DealFlow OS
Get started free
Deal Structure Guide · Cybersecurity Consulting

How Cybersecurity Consulting Deals Are Structured in the Lower Middle Market

From seller notes tied to client retention to earnouts based on EBITDA targets, here is how buyers and sellers structure acquisitions of cybersecurity firms with $1M–$5M in revenue.

Cybersecurity consulting acquisitions in the lower middle market typically carry valuations of 4x–7x EBITDA, driven by revenue quality, team certification depth, and the percentage of recurring retainer or managed security service revenue in the mix. Because these businesses often carry meaningful key-man risk — where the founder holds client relationships, certifications, and institutional knowledge — deal structures almost always include mechanisms to keep the seller engaged post-close and protect the buyer if revenue erodes. The three most common structures are cash at close with a seller note tied to client retention, earnouts contingent on post-close EBITDA or revenue performance, and equity rollovers used in private equity-backed roll-up scenarios. SBA 7(a) financing is available and frequently used for individual buyers, provided the business meets underwriting thresholds around EBITDA coverage and contract transferability. Understanding which structure fits your situation — as buyer or seller — depends heavily on revenue mix, client contract terms, team depth, and whether a change-of-control clause exists in key client agreements.

Find Cybersecurity Consulting Businesses For Sale

Cash at Close with Seller Note

The buyer pays the majority of the purchase price at closing in cash, often funded through SBA 7(a) debt or equity, with 10–20% of the total price held back in the form of a seller note. The seller note is typically repaid over 12–24 months and is conditioned on client retention thresholds — for example, 85–90% of trailing twelve-month recurring retainer revenue remaining with the business after the transition. This structure is especially common in SBA-financed deals where lenders require the seller to carry a note as a signal of confidence in the business.

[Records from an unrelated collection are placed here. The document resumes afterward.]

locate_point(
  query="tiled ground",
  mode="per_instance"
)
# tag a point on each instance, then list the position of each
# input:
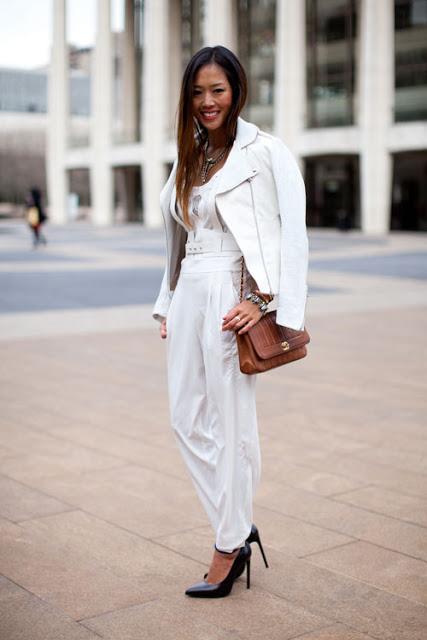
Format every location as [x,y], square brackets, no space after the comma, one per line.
[100,528]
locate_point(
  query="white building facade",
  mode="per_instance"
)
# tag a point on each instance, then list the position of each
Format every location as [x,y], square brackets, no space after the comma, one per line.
[342,82]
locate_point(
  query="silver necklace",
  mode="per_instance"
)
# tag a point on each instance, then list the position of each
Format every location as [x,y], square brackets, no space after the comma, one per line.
[208,163]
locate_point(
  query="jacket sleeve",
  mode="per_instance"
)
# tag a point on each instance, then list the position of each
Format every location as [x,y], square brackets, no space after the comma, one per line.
[290,187]
[161,306]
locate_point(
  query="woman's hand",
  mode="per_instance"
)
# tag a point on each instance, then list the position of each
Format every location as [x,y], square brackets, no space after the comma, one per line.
[163,330]
[243,316]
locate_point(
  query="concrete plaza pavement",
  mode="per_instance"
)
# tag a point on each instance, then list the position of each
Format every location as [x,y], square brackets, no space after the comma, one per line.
[100,527]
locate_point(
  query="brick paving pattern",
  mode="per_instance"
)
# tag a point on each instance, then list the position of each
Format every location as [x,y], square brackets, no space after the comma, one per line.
[101,530]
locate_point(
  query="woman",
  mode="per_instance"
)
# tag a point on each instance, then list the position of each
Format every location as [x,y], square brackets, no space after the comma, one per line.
[36,215]
[234,191]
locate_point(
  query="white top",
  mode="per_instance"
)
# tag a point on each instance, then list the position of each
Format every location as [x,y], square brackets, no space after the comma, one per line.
[202,208]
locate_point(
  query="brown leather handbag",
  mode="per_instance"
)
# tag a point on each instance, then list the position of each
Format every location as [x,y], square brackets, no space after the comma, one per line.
[268,345]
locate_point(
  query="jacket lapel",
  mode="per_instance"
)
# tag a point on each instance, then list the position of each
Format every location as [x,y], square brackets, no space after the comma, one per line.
[236,170]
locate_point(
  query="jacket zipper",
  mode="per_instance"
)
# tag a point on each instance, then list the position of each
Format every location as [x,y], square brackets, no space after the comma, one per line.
[258,235]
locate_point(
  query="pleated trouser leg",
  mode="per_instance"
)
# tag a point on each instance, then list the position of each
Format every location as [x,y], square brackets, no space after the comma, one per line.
[212,404]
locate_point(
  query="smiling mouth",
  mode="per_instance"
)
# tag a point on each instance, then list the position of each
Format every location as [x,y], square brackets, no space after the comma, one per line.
[210,115]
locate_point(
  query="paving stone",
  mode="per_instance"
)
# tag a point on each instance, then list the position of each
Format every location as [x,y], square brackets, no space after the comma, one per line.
[382,568]
[243,614]
[78,578]
[24,616]
[360,606]
[277,531]
[141,500]
[392,503]
[346,519]
[335,632]
[18,502]
[110,528]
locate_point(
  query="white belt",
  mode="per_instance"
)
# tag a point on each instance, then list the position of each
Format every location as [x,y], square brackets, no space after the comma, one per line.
[210,242]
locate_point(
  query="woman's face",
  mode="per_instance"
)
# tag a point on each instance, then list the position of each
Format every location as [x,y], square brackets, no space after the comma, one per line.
[212,96]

75–90% cash at close, 10–20% seller note over 12–24 months

Pros

  • Seller receives a large cash payment at close, providing immediate liquidity and certainty
  • Aligns seller incentives with a successful client and revenue transition post-closing
  • SBA lenders view seller notes favorably, often making this structure necessary to close SBA-financed deals

Cons

  • Seller bears repayment risk if post-close client attrition is beyond their control, such as a client being acquired or reducing security spending
  • Buyer must negotiate clear, measurable retention metrics tied to retainer contracts rather than total revenue to avoid disputes
  • Note forgiveness triggers and dispute resolution mechanisms must be drafted carefully to prevent post-close litigation

Best for: Individual buyers using SBA financing to acquire a cybersecurity firm where the founder is transitioning out over 12–24 months and retainer revenue concentration is manageable.

Earnout Structure

A portion of the purchase price — typically 20–30% — is deferred and paid only if the business hits defined financial targets after closing. In cybersecurity consulting deals, earnouts are most commonly tied to EBITDA or total revenue performance over a two-year period. Earnouts are used when there is a gap between what a seller believes the business is worth based on pipeline or projected growth and what a buyer is willing to pay based on verified historical performance. They are also used when revenue is concentrated in a small number of clients or when a significant portion of revenue is project-based rather than recurring.

70–80% at close, 20–30% in earnout payments over 24 months

Pros

  • Allows buyer and seller to bridge a valuation gap without the buyer overpaying on day one based on unproven projections
  • Incentivizes the seller to remain engaged and drive growth during the earnout period, which is critical when they hold key client relationships
  • Protects the buyer if projected recurring revenue or new client wins do not materialize post-close

Cons

  • Earnout disputes are among the most common sources of post-acquisition litigation, particularly when EBITDA is affected by post-close integration costs or buyer-driven expense decisions
  • Sellers lose operational control after closing but remain financially exposed to buyer decisions that affect earnout attainment
  • Structuring fair earnout metrics for a cybersecurity firm with lumpy project revenue and variable staffing costs is technically complex

Best for: Deals where the seller is projecting significant near-term growth from a government contract pipeline, a new vCISO service line, or a pending CMMC compliance engagement that a buyer is unwilling to pay for upfront.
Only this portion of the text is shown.